Members of the community would take dirt from her grave to people who were ill, because she was seen as a figure of healing. According to legend, the scarring caused by her smallpox disappeared after her death.
During her life, she was often met with resistance for having converted to Catholicism.
“To me, one of the most important things to remember about her, and something I try to take as a personal example, is that Christ-like love, that willingness to extend help to people, whether you think they deserve it or not,” Bramble said.
The Saint Kateri Tekakwitha National Shrine and Historic Site was founded in 1938 to bring the saint’s story to life and preserve that history on the grounds where she lived for most of her life.
In the decades since, through the guidance of the saint, members of the nonprofit organization that runs the site — the only one in the U.S. with a fully excavated Iriquois village — attempt reconciliation with the local traditional Mohawk community a few miles away.
Those efforts have included a joint burial service, in which Mohawk remains recovered from the excavation of the village have been laid to rest in both Catholic and Mohican tradition.
Approximately 20% of Native Americans residing in the United States are Catholic, according to the U.S. Conference of Catholic Bishops, composing around 3.5% of all Catholics in the country.
A documentary released two years ago by the Knights of Columbus, who manage the Shrine of Our Lady of Martyrs, explores the history of faith among Native Americans.

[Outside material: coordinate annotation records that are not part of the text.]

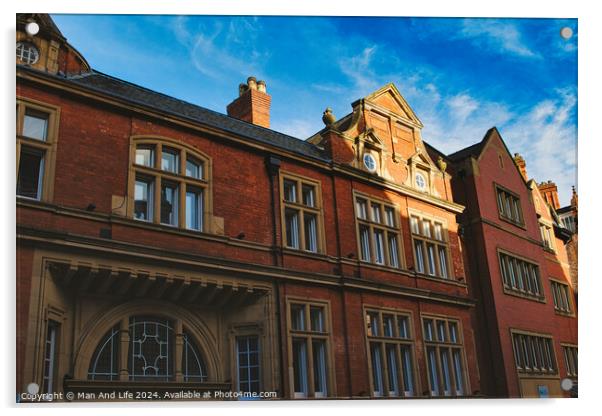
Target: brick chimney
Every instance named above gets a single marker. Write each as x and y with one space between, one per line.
549 190
252 104
522 165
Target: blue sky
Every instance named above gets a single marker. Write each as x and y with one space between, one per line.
461 76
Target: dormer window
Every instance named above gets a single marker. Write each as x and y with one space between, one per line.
420 182
27 53
370 162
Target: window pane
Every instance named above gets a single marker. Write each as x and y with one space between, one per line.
170 160
414 225
377 369
426 228
376 212
443 262
362 210
390 215
290 191
291 218
392 370
248 363
431 258
194 168
143 200
35 124
319 358
419 256
151 349
145 156
50 357
441 335
432 368
311 237
428 330
365 243
404 331
393 251
309 197
388 325
169 204
407 370
438 232
194 209
453 332
373 327
317 318
300 366
458 373
379 247
298 317
445 371
31 168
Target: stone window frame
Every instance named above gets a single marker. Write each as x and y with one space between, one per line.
520 363
318 211
158 176
393 340
507 287
568 293
516 200
449 346
248 329
546 230
309 336
47 147
572 368
444 243
387 230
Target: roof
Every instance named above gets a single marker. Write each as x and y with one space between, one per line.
472 150
114 87
563 210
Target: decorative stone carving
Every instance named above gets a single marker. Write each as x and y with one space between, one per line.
328 118
441 164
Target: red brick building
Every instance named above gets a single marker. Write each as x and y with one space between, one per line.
526 318
164 246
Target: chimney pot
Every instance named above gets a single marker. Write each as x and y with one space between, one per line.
252 104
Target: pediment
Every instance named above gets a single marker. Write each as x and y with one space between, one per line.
421 158
372 138
390 99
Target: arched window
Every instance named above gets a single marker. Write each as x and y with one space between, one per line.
169 184
151 353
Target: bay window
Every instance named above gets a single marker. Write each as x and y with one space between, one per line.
431 246
308 335
302 214
165 190
37 135
378 232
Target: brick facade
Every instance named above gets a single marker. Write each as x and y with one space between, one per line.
87 265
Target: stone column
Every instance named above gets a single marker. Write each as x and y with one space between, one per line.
124 340
178 350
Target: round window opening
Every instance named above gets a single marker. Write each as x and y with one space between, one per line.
27 53
420 182
370 162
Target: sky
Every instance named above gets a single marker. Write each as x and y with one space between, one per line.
460 76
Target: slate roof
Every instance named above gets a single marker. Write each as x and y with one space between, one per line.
114 87
472 150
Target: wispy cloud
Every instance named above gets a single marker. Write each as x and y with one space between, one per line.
502 37
220 49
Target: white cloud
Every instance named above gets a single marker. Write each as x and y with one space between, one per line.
495 35
219 52
547 138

“Enduring Faith: The Story of Native American Catholics” tells the story of the arrival of the Gospel to the United States, the enduring faith among Catholic indigenous groups, and the need for reconciliation between indigenous tribes and the Church.
Eric Ulibarri, who lives on the Pueblo of Pojoaque Reservation in New Mexico, is among the Native American Catholics who speaks about his faith in the documentary. He said St. Kateri is held in high esteem by his family.
“Being a Native American saint is just something that our children look up to. They see the similarities in St. Kateri in themselves … they see the value of St. Kateri in their lives,” he said in the documentary.
Hopsun Begun, a Shinnecock kelp farmer on Long Island, discussed the steps being taken with the Sisters of St. Joseph, upon whose land in the Hamptons they maintain their kelp farms, toward reciprocation.
The relationship she and five other climate-conscious women have with the sisters has the blessing of the Shinnecock Tribe and is one “about connection and trust.
“It’s potentially a complicated relationship,” Begun conceded. “There is history with boarding schools, and trust needed to be built. We are, and have been willing, to have open hearts.”